Saturday, June 28, 2008

Web 2.0 and Business Douche Bags

At Seattle Startup Drinks last night an interesting rant happened to fall out of my mouth. What happened was that Colin Henry (no biological relation) made the observation that most web 2.0 companies appear to have all of the business value of a pile of horse dung (or something to that effect). As often happens, I lost all conscious control of my mouth and a whole string of observations and postulations just came rolling out.

I blame the beer.

It all started with the oldie but goodie, "How the hell do you monetize Twitter?" About two minutes later we had replayed from memory the entire history of this discussion and come to the "you just can't" conclusion. Now, I'm not going to go into it here, suffice it to say that charging for a service that relies on tipping point type network effects to provide value when there are many free alternatives is a recipe for going out of business.

But then I got to thinking... and when I returned to consciousness I found that the discussion had revolved around are these web 2.0 companies viable businesses, or simply features waiting to be acquired by a bigger company?

Once you start looking at it that way you have to start asking yourself, if the company in question is just a feature waiting to be acquired then why would they need a whole bunch of accounting, HR, marketing, sales douche bags? I mean really, if the point is to spend a year or two building a real nice, useful feature with open APIs and all that crap so that it can easily be integrated into some other company, and you know your exit is going to be acquisition, why the hell would a development team burden themselves (and dilute their stock pool) with a buncha business douche bags?

Holy crap, they do have a business model; Build a feature, prove it out in the market place, then sell their development work. It's like market proven outsourcing of development. My god, it is a brilliant symbiotic relationship between bigger companies and small agile development teams.

In fact, the more I think about this the better it gets. There has always been an aversion to risk and change inside of larger companies that makes it difficult for them to innovate. But small companies moving fast can build out a whole new thingie and try it out in the marketplace for cheap. And it just keeps getting cheaper to do this. With hosted email, accounting, turnkey servers (or services like Amazon's S3 and EC2) small companies can build out major stuff on the cheap. Things that used to be multi-million dollar development projects can be done by a couple of folks in co-working space for a couple of hundred thousand dollars.

The reward for the development folks is higher because it is not weighed down by all the business douche bags (note: this is not to say that all business folks are douche bags, merely that a disproportionate number seem to be in the wild). The acquiring company already has a buncha their own business douche bags so why do they want yours? They would just have to "buy them off" with severance and crap like that.
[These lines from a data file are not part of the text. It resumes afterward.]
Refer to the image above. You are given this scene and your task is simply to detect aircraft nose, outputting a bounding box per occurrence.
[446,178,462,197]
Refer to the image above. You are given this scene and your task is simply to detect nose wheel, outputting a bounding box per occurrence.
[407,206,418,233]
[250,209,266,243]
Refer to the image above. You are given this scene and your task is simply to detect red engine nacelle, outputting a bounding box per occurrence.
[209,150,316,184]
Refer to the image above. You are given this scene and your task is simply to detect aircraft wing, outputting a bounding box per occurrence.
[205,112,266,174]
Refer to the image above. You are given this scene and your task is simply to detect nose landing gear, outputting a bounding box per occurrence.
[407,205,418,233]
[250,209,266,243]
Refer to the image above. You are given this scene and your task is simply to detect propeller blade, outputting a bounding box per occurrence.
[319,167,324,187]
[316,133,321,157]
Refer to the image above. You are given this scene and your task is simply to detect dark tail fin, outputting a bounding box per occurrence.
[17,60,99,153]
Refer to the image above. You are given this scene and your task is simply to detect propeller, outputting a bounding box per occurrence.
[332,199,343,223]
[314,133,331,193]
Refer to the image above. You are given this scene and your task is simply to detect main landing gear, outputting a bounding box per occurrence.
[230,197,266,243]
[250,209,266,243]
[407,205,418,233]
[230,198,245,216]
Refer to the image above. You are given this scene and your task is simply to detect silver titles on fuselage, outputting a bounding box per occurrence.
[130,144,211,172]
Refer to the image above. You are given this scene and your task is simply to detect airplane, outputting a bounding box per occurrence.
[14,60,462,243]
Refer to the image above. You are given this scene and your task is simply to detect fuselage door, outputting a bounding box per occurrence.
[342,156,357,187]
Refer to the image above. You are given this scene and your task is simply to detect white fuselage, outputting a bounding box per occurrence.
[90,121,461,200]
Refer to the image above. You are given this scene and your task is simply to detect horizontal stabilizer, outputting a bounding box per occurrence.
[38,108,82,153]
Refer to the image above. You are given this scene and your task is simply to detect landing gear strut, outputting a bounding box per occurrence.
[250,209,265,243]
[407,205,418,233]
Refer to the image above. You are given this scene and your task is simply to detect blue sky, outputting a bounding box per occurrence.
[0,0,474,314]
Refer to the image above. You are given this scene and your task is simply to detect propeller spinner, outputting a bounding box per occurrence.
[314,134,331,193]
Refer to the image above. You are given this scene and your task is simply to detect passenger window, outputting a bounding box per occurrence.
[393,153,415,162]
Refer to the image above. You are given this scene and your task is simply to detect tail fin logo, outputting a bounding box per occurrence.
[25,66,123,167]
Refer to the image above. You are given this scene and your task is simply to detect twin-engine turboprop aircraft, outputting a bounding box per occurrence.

In a lot of ways this is a B2B rather than a B2C play even if the feature/product is aimed at consumers. This should be obvious when you consider that the monitization scheme is actually acquisition. The small web 2.0 company is selling development cycles to the large acquiring company.

I'm not sure right now what this means for smaller software companies following this model. I suspect that over time it means that valuations for the smaller non-traditionally monetized companies will actually go down since the valuation model has been skewed upward by the ones that have a traditional valuation model (i.e. someone is paying money for the services on an ongoing basis before acquisition).

Interestingly, acknowledging this non-traditional monetization model might give a VC or angel investor group a leg up on the competition. There are teams out there building what amount to features as companies who cannot get funded because of their non-traditional monetization model. In other words, they are vastly undervalued and a bargain provided you can select for them.

I suspect there's money to be made, both by investors and by small teams, with this model. It will be interesting to see if this plays out.

3 comments:

Jason said...

Hmm, interesting idea. The only potential problem is that once you've shown that a feature is useful and compelling, you need to worry about one of the bigger companies just implementing the feature themselves. Also, there is the non-trivial cost of integrating the "outsider"'s tech with your own.


It seems like the missing ingredient here is that the startup needs something special that cannot be replicated. That might be a large subscriber base, lots of apps written to use your APIs, etc. Getting that special thing is also key.

Bruce said...

@jason - Pretty much any software (or business model for that matter) can be replicated. The thing that prevents a bigger company just building it themselves is the same thing that prevented them from building it in the first place... they're big. So much easier and cheaper for them just to buy up the little guy.

That said, you're absolutely correct that things like a lager user base (particularly with network effect applications) and such do form a barrier to entry for the larger company. On the other hand, they have deep pockets and can spend the time and marketing dollars needed to gain users.

I still think that this is a good way to look at a lot of the "un-monetizable" web 2.0 companies.

Steiny said...

I like "lager user base"....richer and hoppier than pilsner user base.